Stream flushes use **replace mode** for the target component regardless of the component's
configured mode. This is because the stream buffer is cumulative — each chunk contains the
full text so far, not just the delta. Without replace mode, append-mode components (like
`exchange`) would duplicate content on each flush.

Implementation: `flush_to_document()` passes mode overrides to
`template::apply_patches_with_overrides()`.

### IPC-First Writes (v0.17.5)

All write paths (`run`, `stream`, `write`) try IPC to the IDE plugin before falling back to direct disk writes. IPC writes a JSON patch file to `.agent-doc/patches/<hash>.json`; the IDE plugin applies it via Document API (preserving cursor, undo stack, no "externally modified" dialog) and deletes the file as ACK. If no plugin is active or ACK times out (2s), the write falls back to atomic disk write.

- `try_ipc()` — component-level patches for template/stream documents
- `try_ipc_full_content()` — full document replacement for append-mode documents
- Both are safe to call unconditionally; they return `false` immediately if `.agent-doc/patches/` does not exist

**Key files:** `crdt.rs` (CRDT foundation), `merge.rs` (CRDT merge path), `stream.rs` (command),
`agent/streaming.rs` (StreamingAgent trait + chunk parser), `agent/claude.rs` (streaming impl)

**Reactive file-watching:** CRDT-mode documents (`resolved.is_crdt()`) get reactive file-watching (zero debounce) from the watch daemon. The `WatchEntry` has a `reactive: bool` field set by `discover_entries()` for CRDT docs. Reactive paths are tracked in a `HashSet<PathBuf>` and use `Duration::ZERO` for the debounce check, enabling instant re-submit on file change.

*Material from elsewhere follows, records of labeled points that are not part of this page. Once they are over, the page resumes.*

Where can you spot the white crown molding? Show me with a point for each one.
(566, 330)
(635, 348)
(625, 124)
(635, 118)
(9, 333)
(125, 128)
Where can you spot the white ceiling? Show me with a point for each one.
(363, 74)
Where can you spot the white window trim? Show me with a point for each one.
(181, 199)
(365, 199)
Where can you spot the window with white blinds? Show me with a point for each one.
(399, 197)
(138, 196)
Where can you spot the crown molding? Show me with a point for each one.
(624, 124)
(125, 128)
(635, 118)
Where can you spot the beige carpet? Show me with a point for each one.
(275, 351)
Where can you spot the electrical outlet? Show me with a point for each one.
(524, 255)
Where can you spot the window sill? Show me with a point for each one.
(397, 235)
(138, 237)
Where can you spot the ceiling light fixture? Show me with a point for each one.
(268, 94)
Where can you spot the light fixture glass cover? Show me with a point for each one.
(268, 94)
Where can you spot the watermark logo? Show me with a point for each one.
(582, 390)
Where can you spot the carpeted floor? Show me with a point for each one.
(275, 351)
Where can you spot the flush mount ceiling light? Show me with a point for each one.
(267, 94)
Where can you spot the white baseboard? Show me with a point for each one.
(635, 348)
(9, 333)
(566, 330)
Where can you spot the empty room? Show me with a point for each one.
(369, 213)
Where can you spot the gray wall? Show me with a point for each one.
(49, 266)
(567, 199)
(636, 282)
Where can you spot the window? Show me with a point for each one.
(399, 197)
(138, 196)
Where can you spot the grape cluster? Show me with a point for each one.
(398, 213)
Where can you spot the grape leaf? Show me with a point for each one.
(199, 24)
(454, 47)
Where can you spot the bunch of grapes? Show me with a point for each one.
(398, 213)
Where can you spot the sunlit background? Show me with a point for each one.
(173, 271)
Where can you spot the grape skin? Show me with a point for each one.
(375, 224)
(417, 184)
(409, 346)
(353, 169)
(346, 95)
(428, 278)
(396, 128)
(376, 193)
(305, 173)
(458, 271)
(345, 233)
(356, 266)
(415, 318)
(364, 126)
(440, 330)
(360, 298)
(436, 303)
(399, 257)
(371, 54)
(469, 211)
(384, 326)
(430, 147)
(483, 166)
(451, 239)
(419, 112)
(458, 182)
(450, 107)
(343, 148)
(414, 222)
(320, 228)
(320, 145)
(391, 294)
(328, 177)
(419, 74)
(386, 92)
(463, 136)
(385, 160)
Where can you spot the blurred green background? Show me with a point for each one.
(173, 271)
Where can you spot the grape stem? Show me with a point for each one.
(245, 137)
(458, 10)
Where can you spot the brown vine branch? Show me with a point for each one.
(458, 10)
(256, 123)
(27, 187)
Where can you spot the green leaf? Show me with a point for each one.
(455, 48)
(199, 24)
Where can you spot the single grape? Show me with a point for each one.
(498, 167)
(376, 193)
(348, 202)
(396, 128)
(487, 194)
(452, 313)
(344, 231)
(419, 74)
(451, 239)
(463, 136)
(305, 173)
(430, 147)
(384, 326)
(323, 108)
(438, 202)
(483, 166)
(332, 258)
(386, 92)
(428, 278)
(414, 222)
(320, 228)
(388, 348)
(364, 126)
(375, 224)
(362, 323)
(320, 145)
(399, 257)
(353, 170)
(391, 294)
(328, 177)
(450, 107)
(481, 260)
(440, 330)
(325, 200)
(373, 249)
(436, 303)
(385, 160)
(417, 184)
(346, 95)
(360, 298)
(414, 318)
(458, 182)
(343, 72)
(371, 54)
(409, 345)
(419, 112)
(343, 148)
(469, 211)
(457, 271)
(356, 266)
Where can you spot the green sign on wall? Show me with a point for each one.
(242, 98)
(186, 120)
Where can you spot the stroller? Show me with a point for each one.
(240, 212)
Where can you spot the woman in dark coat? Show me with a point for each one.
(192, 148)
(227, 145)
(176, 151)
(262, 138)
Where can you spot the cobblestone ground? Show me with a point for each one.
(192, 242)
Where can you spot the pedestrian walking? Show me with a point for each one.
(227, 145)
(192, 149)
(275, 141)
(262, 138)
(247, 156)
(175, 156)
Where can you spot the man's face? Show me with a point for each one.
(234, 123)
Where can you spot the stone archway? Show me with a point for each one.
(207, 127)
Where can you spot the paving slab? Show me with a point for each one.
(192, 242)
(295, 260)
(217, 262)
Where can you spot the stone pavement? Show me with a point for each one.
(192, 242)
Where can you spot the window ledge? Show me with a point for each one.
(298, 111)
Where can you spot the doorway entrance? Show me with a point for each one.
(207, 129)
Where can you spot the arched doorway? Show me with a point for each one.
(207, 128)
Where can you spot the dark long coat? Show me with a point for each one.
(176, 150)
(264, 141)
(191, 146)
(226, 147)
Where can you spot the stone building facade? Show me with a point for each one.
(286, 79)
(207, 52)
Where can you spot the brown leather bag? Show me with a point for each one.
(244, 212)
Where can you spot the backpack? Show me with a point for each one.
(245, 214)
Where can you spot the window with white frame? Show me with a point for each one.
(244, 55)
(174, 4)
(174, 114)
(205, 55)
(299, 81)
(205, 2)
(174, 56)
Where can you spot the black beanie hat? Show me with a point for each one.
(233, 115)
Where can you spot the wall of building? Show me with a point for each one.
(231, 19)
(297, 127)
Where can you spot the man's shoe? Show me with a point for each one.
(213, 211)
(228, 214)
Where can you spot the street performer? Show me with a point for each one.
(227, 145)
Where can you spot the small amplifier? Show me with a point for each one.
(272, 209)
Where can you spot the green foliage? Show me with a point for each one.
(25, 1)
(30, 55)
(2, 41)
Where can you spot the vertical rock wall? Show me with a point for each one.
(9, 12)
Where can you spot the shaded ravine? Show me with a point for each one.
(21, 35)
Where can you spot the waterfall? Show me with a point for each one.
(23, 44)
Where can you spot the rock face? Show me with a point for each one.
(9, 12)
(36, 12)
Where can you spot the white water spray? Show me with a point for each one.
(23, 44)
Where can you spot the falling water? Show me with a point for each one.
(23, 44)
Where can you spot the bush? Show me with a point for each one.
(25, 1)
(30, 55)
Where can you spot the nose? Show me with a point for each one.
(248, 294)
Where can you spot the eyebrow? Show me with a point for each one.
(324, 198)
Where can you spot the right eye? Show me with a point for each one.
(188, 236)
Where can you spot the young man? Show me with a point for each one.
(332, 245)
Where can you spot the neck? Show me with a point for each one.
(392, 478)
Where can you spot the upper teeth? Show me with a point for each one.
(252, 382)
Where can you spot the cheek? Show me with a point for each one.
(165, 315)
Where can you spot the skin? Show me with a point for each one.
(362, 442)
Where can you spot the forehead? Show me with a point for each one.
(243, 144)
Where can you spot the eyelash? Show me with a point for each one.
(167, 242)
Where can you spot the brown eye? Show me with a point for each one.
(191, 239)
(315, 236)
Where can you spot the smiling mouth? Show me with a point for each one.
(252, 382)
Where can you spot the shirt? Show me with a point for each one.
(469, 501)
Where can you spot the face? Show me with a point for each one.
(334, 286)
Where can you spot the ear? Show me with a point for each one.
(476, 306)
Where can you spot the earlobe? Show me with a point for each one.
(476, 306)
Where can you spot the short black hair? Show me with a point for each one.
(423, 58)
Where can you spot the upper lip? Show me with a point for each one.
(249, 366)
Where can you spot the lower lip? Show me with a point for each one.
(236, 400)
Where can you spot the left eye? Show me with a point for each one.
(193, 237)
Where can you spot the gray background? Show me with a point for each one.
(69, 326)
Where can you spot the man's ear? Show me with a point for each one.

**One session per document:** Each `agent-doc stream` spawns its own Claude CLI process.
Multiple documents stream in parallel via separate tmux panes.

**CRDT state storage:** `.agent-doc/crdt/<hash>.yrs` — persisted after each stream for
subsequent merges. Compacted via `agent-doc compact` to GC tombstones.

## Domain Ontology

agent-doc extends the existence kernel vocabulary (defined in `~/.claude/philosophy/src/`) with domain-specific terms. See the full ontology table in [README.md](README.md#domain-ontology).